After having such high hopes for the return of one of my favorite series, I was sadly disappointed by the 2003 return.
The new, 2009 version of New Mutants #1 (essentially the beginning of Vol. 3) arrives from the creative team of writer Zeb Wells and smokin’ hot new artist, Diogenes Neves. The team roster consists of original New Mutants, including four of the five characters that starred in the New Mutants first appearance way back in Marvel Graphic Novel #4 (1982). As a New Mutants lover, why shouldn’t I be happy when I opened this first issue and the first page listed the roster as Cannonball, Sunspot, Magma, Magik, Karma, and Dani Moonstar?
Right out of the box, Zeb Wells, apparently knowing that in a tough market for new series he has to grab a hold of his readers, places these veteran, grown-up New Mutants in the fire. Dani and Xi’an (Karma) are in bucolic Westcliffe, Colorado investigating a tip about a new mutant when they get a surprise… Meanwhile, Illyana Rasputin (Magik), via one of her teleportation stepping discs, comes roaring onto the grounds of the X-Men Headquarters in Marin Headlands, CA. Although she claims to have important information about Dani and Xi’an, very few people are happy to see her.

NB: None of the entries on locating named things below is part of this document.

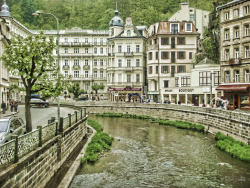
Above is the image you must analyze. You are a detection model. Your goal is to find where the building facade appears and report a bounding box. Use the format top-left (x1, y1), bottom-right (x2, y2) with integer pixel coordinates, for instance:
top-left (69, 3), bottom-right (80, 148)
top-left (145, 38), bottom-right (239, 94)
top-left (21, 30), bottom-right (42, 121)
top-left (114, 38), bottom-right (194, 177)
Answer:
top-left (217, 0), bottom-right (250, 110)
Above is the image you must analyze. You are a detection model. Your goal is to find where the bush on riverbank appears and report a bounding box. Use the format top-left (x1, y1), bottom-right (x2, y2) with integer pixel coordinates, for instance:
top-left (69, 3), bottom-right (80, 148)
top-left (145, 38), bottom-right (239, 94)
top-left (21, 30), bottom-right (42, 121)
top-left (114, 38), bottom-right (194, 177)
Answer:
top-left (214, 132), bottom-right (250, 162)
top-left (81, 120), bottom-right (113, 163)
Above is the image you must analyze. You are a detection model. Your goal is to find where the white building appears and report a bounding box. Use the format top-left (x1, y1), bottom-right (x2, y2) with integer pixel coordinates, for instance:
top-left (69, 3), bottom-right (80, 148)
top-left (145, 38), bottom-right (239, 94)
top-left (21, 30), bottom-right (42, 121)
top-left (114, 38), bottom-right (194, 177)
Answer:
top-left (168, 3), bottom-right (210, 39)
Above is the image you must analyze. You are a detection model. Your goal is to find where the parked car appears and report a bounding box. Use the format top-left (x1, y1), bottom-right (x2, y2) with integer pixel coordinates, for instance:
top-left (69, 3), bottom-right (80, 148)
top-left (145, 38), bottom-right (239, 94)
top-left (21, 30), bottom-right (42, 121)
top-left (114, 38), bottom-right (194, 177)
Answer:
top-left (30, 98), bottom-right (49, 108)
top-left (0, 116), bottom-right (26, 145)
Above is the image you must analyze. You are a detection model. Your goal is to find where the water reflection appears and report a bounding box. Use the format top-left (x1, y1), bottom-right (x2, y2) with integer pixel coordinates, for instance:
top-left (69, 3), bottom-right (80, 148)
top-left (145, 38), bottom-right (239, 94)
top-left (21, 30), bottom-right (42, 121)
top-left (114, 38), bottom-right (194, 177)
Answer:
top-left (71, 117), bottom-right (250, 188)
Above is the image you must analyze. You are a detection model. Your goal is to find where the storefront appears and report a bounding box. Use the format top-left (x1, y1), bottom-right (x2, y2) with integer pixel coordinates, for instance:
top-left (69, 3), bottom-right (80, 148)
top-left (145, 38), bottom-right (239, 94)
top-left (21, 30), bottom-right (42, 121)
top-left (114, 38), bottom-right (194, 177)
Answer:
top-left (216, 84), bottom-right (250, 110)
top-left (108, 88), bottom-right (142, 103)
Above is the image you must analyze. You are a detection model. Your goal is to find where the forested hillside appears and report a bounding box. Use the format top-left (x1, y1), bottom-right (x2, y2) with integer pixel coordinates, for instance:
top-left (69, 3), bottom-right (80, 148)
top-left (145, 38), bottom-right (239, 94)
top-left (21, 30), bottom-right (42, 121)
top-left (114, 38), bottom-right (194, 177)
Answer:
top-left (1, 0), bottom-right (228, 29)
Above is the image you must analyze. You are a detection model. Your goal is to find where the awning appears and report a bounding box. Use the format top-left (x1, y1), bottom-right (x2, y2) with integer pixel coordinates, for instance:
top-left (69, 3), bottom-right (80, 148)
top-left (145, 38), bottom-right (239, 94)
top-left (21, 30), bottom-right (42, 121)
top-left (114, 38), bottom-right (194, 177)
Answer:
top-left (216, 84), bottom-right (250, 91)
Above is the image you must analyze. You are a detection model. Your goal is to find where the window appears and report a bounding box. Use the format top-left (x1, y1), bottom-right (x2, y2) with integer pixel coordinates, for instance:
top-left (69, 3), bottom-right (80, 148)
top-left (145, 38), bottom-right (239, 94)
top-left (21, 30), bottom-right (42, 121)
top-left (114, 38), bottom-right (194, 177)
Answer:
top-left (234, 27), bottom-right (240, 38)
top-left (186, 23), bottom-right (192, 31)
top-left (148, 66), bottom-right (153, 74)
top-left (177, 65), bottom-right (186, 73)
top-left (245, 24), bottom-right (249, 36)
top-left (178, 52), bottom-right (185, 59)
top-left (177, 37), bottom-right (185, 45)
top-left (118, 59), bottom-right (122, 67)
top-left (161, 37), bottom-right (168, 45)
top-left (199, 72), bottom-right (211, 86)
top-left (225, 29), bottom-right (230, 40)
top-left (234, 48), bottom-right (239, 59)
top-left (225, 71), bottom-right (230, 83)
top-left (136, 45), bottom-right (140, 52)
top-left (136, 74), bottom-right (140, 83)
top-left (234, 9), bottom-right (239, 17)
top-left (164, 80), bottom-right (168, 88)
top-left (225, 12), bottom-right (229, 20)
top-left (64, 59), bottom-right (69, 66)
top-left (181, 76), bottom-right (190, 87)
top-left (74, 71), bottom-right (79, 78)
top-left (127, 45), bottom-right (130, 53)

Still, the New Mutants are soon jetting away on a rescue mission, but they’re in for the surprise of their new lease on life.
Many readers giving New Mutants another try are probably already thankful that Wells makes paying $3.99 for a comic book seem like a bargain. Unlike the 2003 series, this new, New Mutants has art by a new artist who has the draftsmanship of a longtime veteran of American comic books. At 30, Diogenes is relatively new to Marvel Comics, but his interior art here, which is similar in style to Whilce Portacio (Wetworks), features solid composition and good figure drawing. Under the precision inking of Cam Smith and Ed Tadeo, every line of the art seems to end with a stroke of flair, which is how one might describe this debut. It’s the New Mutants returned with flair.
Alex Ross’ cover art for New Mutants #1 (one of four covers) even recalls Bill Sienkiewicz’s distinctive cover art for the original series back in the mid-80s. This time, I’m happily satisfied… so far with the New Mutants.